Общие арканы ауры и общие арканы окружения. Эти две вещи сформировали мою форму. Я не знал почему, но они это сделали. Эти глифы будут сердцем последовательности.

Что касается усиков, их нельзя было просто сдвинуть. Им нужно было имя, чтобы с ними можно было иметь дело. Это был бы глиф для пророческих связей. Это будет пункт об исключении. Таким образом, ближайший глиф окружающего аркана сможет определить, что ему нужно не допустить. И вместе эти вещи образуют барьер, замедляющий проникновение.

Но как очистить салон?

Аурик-эмбиент-вспышка. Эта мешанина впечатлений, казалось, несла в себе какую-то фундаментальную истину о том, что составляет наше внутреннее существо.
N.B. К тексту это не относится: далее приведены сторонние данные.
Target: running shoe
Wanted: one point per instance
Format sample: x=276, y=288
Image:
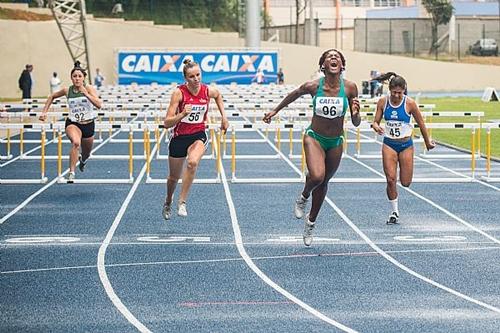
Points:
x=393, y=218
x=308, y=231
x=167, y=211
x=182, y=211
x=71, y=178
x=82, y=164
x=300, y=207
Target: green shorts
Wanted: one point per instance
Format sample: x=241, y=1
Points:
x=326, y=142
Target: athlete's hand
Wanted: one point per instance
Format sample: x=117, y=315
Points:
x=430, y=145
x=356, y=106
x=224, y=124
x=268, y=116
x=378, y=129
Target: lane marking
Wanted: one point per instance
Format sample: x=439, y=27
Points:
x=290, y=256
x=101, y=256
x=42, y=239
x=433, y=239
x=241, y=249
x=403, y=267
x=40, y=191
x=432, y=203
x=397, y=263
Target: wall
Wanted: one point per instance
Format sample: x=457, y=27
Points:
x=41, y=44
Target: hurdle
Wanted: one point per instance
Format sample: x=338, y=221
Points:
x=43, y=179
x=488, y=178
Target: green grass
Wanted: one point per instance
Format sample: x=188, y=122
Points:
x=462, y=138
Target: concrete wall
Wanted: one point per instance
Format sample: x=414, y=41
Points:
x=41, y=44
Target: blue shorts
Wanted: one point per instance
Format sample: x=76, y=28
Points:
x=398, y=145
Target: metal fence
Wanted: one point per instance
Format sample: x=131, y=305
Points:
x=414, y=36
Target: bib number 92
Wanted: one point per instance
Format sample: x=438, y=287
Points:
x=329, y=111
x=79, y=116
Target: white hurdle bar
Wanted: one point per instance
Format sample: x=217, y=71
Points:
x=488, y=177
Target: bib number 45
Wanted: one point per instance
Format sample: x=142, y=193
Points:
x=395, y=132
x=329, y=111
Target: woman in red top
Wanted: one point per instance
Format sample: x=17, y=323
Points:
x=187, y=113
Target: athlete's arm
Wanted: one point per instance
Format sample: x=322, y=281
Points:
x=215, y=94
x=92, y=95
x=172, y=118
x=413, y=109
x=309, y=87
x=46, y=107
x=378, y=116
x=352, y=97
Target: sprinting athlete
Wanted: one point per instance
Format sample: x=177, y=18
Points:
x=332, y=96
x=80, y=125
x=397, y=110
x=187, y=114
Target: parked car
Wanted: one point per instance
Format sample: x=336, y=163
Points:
x=486, y=46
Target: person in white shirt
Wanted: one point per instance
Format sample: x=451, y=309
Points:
x=55, y=83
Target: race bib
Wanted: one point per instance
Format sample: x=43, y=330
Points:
x=80, y=109
x=329, y=107
x=397, y=129
x=197, y=114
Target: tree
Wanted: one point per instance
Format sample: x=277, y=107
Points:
x=440, y=12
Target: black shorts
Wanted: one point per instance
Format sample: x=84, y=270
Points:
x=179, y=145
x=87, y=129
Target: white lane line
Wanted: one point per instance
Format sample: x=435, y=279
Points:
x=260, y=274
x=101, y=256
x=403, y=267
x=397, y=263
x=432, y=203
x=40, y=191
x=206, y=261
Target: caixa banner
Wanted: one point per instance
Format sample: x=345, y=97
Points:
x=145, y=67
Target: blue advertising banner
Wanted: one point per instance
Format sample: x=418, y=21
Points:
x=145, y=67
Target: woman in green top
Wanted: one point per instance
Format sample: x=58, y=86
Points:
x=332, y=95
x=80, y=124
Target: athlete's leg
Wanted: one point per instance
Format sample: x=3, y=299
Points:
x=195, y=153
x=315, y=161
x=75, y=136
x=332, y=162
x=390, y=163
x=406, y=166
x=175, y=165
x=87, y=144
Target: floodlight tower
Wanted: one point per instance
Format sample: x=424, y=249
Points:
x=70, y=18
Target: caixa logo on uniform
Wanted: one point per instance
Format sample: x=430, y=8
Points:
x=209, y=62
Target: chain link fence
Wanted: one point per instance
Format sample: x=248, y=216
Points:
x=413, y=37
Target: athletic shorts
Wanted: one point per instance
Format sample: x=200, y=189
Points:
x=325, y=142
x=179, y=145
x=87, y=129
x=398, y=145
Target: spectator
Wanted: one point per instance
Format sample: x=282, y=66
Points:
x=259, y=76
x=375, y=86
x=26, y=81
x=281, y=76
x=55, y=83
x=98, y=78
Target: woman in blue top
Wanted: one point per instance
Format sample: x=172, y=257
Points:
x=397, y=109
x=332, y=95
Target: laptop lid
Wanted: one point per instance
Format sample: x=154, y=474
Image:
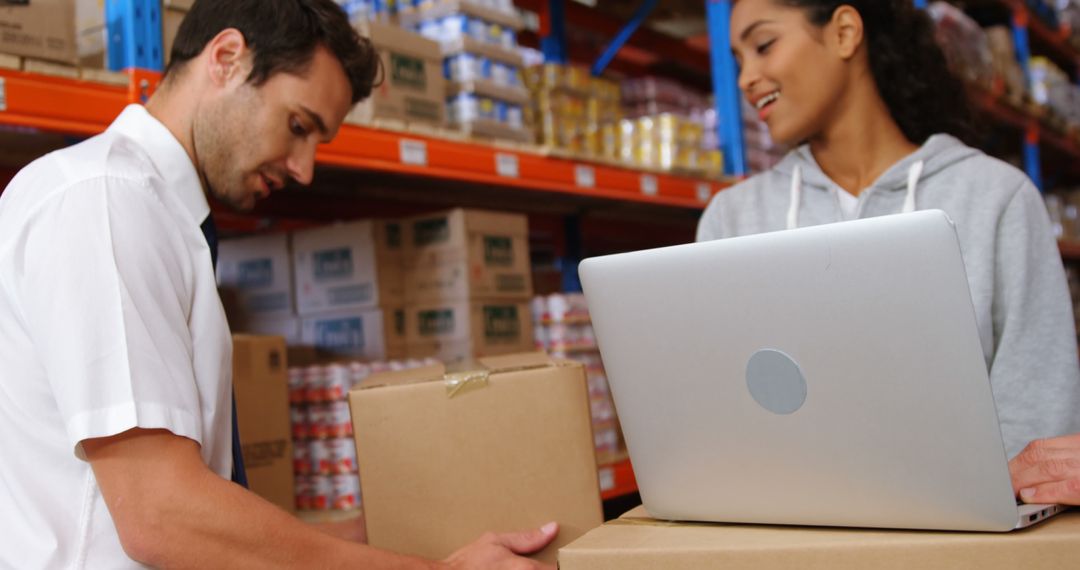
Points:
x=829, y=375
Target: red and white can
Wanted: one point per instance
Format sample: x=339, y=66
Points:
x=298, y=419
x=314, y=384
x=319, y=457
x=346, y=491
x=322, y=492
x=305, y=491
x=338, y=419
x=342, y=455
x=296, y=392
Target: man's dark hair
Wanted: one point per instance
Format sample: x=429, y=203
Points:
x=282, y=36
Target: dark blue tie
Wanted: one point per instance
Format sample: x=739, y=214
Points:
x=239, y=476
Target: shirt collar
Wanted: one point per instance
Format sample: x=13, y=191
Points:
x=167, y=155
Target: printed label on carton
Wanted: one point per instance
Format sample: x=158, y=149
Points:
x=332, y=263
x=498, y=250
x=501, y=324
x=340, y=334
x=431, y=231
x=254, y=273
x=435, y=322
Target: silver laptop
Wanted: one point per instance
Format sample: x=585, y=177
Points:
x=823, y=376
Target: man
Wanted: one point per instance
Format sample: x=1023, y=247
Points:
x=115, y=354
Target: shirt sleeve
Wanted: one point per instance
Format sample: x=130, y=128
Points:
x=1035, y=364
x=107, y=284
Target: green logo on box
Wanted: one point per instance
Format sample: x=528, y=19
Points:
x=436, y=322
x=501, y=323
x=255, y=273
x=333, y=263
x=431, y=231
x=407, y=71
x=498, y=250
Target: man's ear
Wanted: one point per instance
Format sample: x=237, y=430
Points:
x=226, y=57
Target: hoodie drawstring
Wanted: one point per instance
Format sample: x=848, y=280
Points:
x=796, y=193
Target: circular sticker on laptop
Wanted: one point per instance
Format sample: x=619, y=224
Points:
x=775, y=381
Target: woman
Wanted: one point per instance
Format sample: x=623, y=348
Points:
x=865, y=93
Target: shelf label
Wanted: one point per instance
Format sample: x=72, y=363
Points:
x=507, y=165
x=607, y=478
x=649, y=185
x=584, y=176
x=414, y=152
x=704, y=192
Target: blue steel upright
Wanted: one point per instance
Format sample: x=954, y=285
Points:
x=726, y=87
x=134, y=29
x=553, y=44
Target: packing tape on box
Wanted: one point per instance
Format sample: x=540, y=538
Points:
x=461, y=382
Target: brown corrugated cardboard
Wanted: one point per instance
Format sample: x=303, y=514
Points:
x=258, y=271
x=414, y=89
x=467, y=254
x=260, y=383
x=347, y=267
x=460, y=329
x=41, y=28
x=636, y=542
x=509, y=452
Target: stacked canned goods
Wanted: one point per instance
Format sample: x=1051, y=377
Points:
x=324, y=450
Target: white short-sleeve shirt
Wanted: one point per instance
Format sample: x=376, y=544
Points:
x=109, y=320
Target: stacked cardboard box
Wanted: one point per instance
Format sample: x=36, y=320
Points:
x=468, y=284
x=413, y=87
x=349, y=293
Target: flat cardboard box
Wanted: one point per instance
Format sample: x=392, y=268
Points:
x=44, y=29
x=348, y=266
x=414, y=89
x=510, y=449
x=467, y=254
x=635, y=541
x=260, y=383
x=257, y=271
x=456, y=329
x=368, y=334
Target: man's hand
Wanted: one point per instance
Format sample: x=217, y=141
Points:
x=1048, y=471
x=499, y=552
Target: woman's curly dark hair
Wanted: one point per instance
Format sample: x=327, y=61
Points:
x=908, y=66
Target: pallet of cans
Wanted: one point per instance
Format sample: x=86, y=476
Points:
x=564, y=330
x=324, y=457
x=574, y=111
x=485, y=95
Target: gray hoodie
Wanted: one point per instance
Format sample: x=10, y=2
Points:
x=1014, y=269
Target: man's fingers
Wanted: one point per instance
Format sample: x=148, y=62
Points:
x=1061, y=491
x=529, y=541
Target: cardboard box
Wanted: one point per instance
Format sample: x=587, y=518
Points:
x=257, y=272
x=414, y=89
x=467, y=254
x=509, y=449
x=171, y=18
x=287, y=327
x=260, y=383
x=457, y=330
x=44, y=29
x=348, y=266
x=636, y=542
x=369, y=334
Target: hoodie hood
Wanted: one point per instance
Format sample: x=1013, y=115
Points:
x=936, y=154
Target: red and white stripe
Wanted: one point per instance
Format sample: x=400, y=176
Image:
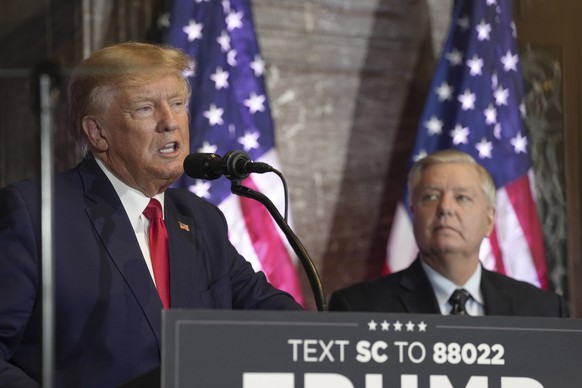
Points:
x=255, y=234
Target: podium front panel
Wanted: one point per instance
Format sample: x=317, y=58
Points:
x=280, y=349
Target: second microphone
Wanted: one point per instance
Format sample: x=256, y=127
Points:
x=235, y=165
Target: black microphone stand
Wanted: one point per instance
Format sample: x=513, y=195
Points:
x=297, y=246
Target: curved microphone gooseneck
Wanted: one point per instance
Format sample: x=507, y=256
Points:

Я вернулся к глифам для общих эмбиентных арканов и общих аурических арканов, чтобы попытаться понять их больше.

Они сформировали мою форму… и это означало, что они будут служить для определения ее не только как единовременной формации, но и как упражнение в постоянной адаптации к исходному состоянию. Если я правильно зафиксирую их в своем уме, они смогут саморегулироваться. Они будут вспыхивать и выжигать примеси.

Последовательность была готова — озарения пришли быстро, чему способствовало отчаяние, но в основном странное чужеродное знание, которое закралось в мою психику во время моего короткого выздоровления. Это было тревожно, но я утешал себя тем, что по крайней мере на этот раз я мог сказать, что это не было чем-то, что исходило от меня. И я использовал эти вещи на своих условиях, добровольно.

Ко мне вернулось предупреждение Демиурга — всегда приводи корректировщика, прежде чем что-то делать. Но его здесь не было, а я сейчас никому не доверяла, кроме отца. Кроме того, я не думал, что смогу ждать так долго. Я должен был исправить это сейчас, пока я был еще относительно свободен.

Я пропустил свои аурические арканы через последовательность в своей голове, и арканы внутри и вокруг меня отреагировали. Нежное тепло росло во мне, распространяясь в определенные уголки моего разума и смывая боль. Торжествуя, я открыл глаза. Эмброуз все еще выглядел озадаченным.

— Да, — повторил я, почувствовав, как боль утихла, а продвижение щупалец замедлилось до ползания. «Да… однажды вы утаили информацию. И мы как-то заместили это под ковер. Но не больше. Я пойду со всеми вами на занятия, как будто ничего не произошло. Но потом я увижусь с отцом. А потом ты и я… у нас будет давно назревший разговор о том, где мы оба стоим».